Dosing optimisation of intravenous lidocaine in patients with class 1-3 obesity by population pharmacokinetic analysis.

Introduction: Evidence to support intra-operative lidocaine infusion regimens in patients with obesity is lacking, risking underdosing or toxicity. We aimed to measure the plasma concentrations of lidocaine and its active metabolites to develop a pharmacokinetic model and optimised dosing regimen in patients with obesity.

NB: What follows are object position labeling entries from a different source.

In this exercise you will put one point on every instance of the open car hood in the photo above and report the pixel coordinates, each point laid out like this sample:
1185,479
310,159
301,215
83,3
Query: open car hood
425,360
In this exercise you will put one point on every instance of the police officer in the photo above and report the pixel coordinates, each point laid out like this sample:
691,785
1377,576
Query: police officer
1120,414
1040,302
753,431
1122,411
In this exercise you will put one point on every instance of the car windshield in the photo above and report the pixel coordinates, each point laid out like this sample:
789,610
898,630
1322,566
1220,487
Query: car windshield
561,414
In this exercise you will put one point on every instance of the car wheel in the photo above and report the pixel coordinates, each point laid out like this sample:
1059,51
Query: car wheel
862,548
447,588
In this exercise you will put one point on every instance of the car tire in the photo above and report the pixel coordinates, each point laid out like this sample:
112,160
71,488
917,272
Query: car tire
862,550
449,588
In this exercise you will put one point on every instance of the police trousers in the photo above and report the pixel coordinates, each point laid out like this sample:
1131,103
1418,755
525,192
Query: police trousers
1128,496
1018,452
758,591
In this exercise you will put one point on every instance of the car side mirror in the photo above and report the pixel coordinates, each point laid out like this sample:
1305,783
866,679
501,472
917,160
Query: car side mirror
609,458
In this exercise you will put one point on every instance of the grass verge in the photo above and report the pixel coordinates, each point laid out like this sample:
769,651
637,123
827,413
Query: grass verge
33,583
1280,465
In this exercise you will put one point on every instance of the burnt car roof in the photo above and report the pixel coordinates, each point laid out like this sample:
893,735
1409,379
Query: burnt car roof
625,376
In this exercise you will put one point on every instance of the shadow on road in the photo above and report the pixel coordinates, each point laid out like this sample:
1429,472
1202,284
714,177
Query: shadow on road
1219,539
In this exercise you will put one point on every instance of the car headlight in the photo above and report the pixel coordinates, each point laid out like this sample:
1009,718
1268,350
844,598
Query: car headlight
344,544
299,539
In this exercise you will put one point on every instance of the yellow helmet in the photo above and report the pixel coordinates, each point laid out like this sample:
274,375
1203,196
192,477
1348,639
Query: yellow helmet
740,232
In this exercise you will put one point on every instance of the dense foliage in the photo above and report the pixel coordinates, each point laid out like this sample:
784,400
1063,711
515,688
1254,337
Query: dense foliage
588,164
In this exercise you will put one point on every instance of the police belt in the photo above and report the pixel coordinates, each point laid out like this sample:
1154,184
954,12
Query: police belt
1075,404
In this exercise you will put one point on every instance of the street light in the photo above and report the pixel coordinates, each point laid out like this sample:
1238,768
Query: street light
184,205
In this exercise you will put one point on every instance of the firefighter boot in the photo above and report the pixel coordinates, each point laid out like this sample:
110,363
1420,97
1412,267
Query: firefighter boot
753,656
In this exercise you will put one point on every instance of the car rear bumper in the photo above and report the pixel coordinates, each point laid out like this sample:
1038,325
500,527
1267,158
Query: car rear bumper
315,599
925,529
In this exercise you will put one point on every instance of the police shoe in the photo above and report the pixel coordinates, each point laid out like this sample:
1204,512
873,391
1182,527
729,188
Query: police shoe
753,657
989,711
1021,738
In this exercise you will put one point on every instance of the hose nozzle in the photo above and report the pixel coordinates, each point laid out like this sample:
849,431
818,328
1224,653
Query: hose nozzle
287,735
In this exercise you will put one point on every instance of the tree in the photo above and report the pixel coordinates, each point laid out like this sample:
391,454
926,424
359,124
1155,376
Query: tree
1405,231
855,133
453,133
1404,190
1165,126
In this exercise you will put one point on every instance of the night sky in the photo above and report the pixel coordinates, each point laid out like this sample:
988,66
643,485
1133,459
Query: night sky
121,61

Methods: A standardised weight-based intravenous lidocaine regimen was administered to patients with a BMI ≥ 30 kg.m undergoing elective laparoscopic abdominal surgery. Using lean body weight, a 1.5 mg.kg loading dose over 10 min and infusion of 1.5 mg.kg.h was administered intra-operatively. Arterial blood was sampled during and after the infusion. The total and unbound plasma concentrations of lidocaine, monoethylglycinexylidide and glycinexylidide were measured using liquid chromatography-mass spectrometry. Monolix was used for population pharmacokinetic analysis. Dosing simulations were performed using Simulx to develop a regimen that best targeted a therapeutic plasma concentration between 2.5 and 5 μg.ml.

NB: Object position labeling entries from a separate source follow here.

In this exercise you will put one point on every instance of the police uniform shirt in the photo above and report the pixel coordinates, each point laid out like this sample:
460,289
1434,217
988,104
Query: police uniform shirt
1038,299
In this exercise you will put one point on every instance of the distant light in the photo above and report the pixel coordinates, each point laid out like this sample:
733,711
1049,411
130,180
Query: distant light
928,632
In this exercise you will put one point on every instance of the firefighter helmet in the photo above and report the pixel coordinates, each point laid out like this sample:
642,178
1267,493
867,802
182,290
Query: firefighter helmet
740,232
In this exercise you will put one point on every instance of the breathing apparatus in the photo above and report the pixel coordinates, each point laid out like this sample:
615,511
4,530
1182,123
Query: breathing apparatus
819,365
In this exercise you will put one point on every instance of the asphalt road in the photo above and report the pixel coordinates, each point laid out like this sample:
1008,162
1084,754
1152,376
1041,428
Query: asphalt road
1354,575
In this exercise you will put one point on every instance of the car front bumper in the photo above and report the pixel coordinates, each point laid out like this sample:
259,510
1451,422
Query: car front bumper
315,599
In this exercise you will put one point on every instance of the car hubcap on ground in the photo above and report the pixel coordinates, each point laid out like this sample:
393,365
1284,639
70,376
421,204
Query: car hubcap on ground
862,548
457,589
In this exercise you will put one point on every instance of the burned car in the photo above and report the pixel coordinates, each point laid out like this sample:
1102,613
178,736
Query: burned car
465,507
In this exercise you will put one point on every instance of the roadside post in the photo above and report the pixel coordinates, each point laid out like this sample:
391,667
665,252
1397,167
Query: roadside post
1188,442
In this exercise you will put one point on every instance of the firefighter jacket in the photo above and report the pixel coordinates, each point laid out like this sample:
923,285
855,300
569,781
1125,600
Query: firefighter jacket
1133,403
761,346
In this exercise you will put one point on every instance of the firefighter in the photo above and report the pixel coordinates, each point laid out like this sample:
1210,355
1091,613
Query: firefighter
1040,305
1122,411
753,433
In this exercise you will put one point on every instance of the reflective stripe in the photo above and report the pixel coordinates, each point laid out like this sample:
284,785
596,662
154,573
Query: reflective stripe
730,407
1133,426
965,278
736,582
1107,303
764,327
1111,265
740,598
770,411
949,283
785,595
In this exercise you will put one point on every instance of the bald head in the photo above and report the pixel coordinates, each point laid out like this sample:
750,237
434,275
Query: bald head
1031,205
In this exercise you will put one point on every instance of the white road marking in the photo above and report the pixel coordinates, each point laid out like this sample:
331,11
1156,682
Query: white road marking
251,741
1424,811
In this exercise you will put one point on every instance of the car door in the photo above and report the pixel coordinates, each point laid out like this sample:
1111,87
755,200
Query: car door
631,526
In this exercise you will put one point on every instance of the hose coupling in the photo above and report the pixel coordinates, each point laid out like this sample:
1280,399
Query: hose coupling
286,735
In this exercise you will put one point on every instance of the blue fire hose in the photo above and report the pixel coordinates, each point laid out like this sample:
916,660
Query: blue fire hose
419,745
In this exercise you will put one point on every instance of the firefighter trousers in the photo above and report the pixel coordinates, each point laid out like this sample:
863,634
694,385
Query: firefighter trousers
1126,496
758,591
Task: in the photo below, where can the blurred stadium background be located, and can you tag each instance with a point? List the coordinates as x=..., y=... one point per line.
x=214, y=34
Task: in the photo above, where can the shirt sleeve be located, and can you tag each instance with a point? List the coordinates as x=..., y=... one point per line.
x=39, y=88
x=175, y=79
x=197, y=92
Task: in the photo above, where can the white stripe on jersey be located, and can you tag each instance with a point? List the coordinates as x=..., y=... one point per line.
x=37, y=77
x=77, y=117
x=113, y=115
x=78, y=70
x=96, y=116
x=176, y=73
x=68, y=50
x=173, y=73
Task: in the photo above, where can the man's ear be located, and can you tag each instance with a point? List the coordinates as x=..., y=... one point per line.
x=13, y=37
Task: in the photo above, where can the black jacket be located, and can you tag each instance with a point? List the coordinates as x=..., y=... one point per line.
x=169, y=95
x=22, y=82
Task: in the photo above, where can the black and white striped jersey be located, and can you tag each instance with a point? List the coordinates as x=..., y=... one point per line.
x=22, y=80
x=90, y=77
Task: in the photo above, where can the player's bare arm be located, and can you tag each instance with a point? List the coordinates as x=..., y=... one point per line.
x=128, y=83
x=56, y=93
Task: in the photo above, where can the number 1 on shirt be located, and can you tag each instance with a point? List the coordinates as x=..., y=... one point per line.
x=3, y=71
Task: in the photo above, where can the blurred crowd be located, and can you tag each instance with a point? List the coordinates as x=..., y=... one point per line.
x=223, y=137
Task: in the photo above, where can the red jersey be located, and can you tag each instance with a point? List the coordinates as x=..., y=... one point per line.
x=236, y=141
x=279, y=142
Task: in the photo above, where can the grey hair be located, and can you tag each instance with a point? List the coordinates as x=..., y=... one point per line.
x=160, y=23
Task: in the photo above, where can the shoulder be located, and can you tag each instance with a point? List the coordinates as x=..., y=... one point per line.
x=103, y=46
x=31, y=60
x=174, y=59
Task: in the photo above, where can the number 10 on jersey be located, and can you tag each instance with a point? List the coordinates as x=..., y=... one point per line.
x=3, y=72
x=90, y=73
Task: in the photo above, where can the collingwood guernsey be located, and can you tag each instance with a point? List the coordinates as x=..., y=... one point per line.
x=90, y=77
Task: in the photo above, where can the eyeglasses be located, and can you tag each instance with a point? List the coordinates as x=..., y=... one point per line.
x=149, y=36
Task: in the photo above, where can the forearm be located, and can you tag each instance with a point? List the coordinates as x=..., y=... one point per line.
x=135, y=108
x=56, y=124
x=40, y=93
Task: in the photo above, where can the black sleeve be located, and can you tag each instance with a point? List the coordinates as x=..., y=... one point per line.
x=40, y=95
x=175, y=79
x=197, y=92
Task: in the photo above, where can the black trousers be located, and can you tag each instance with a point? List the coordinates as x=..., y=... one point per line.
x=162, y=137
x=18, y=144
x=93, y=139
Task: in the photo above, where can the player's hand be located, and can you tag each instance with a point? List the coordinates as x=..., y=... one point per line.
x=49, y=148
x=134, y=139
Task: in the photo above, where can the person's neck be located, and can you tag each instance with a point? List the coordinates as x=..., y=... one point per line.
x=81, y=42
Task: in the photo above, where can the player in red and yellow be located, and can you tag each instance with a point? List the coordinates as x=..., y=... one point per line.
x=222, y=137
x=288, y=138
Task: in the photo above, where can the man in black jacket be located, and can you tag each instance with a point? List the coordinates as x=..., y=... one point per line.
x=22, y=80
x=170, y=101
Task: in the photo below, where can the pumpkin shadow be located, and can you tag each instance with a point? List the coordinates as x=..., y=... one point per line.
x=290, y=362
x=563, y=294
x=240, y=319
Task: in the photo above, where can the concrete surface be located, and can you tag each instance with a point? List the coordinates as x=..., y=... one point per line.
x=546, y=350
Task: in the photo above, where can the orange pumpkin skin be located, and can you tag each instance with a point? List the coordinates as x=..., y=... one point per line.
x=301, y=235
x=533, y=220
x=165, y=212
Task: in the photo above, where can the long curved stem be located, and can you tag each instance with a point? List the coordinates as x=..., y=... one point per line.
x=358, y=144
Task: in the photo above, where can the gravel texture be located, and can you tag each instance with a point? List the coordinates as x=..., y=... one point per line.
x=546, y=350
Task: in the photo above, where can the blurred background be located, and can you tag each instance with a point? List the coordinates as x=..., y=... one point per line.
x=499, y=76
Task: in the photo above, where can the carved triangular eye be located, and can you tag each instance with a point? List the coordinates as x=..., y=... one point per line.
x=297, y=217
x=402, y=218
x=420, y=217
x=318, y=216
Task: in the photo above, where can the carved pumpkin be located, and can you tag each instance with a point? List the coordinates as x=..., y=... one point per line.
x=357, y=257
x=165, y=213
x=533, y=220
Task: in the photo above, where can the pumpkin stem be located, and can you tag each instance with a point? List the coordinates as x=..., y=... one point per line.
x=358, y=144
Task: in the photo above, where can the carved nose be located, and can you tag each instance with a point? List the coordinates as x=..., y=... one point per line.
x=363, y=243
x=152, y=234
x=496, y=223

Results: Thirty patients provided 221 plasma samples (median (IQR [range]) age 51 (44-61 [32-76]) y and 21 female). Median (IQR [range]) total body weight was 107.0 (91.8-132.5 [80.0-189.0]) kg and BMI was 37.7 (33.6-46.5 [30.2-58.4]) kg.m. Using total and unbound plasma concentrations of lidocaine, monoethylglycinexylidide and glycinexylidide, a four-compartment model was developed. Unbound lidocaine volume of distribution was 2.1 l.kg and clearance 1.7 l.kg.h. Simulations showed that doses used currently had a low probability of target attainment of 0%. A loading dose of 2 mg.kg over 20 min followed by an infusion of 3 mg.kg.h based on lean body weight improved probability of target attainment to 18.6%. The infusion should be reduced to 2 mg.kg.h after 80 min.

Discussion: Our simulated dosing regimen achieved therapeutic concentrations more successfully in patients with obesity. Further studies should evaluate the clinical safety and efficacy of this dosing regimen.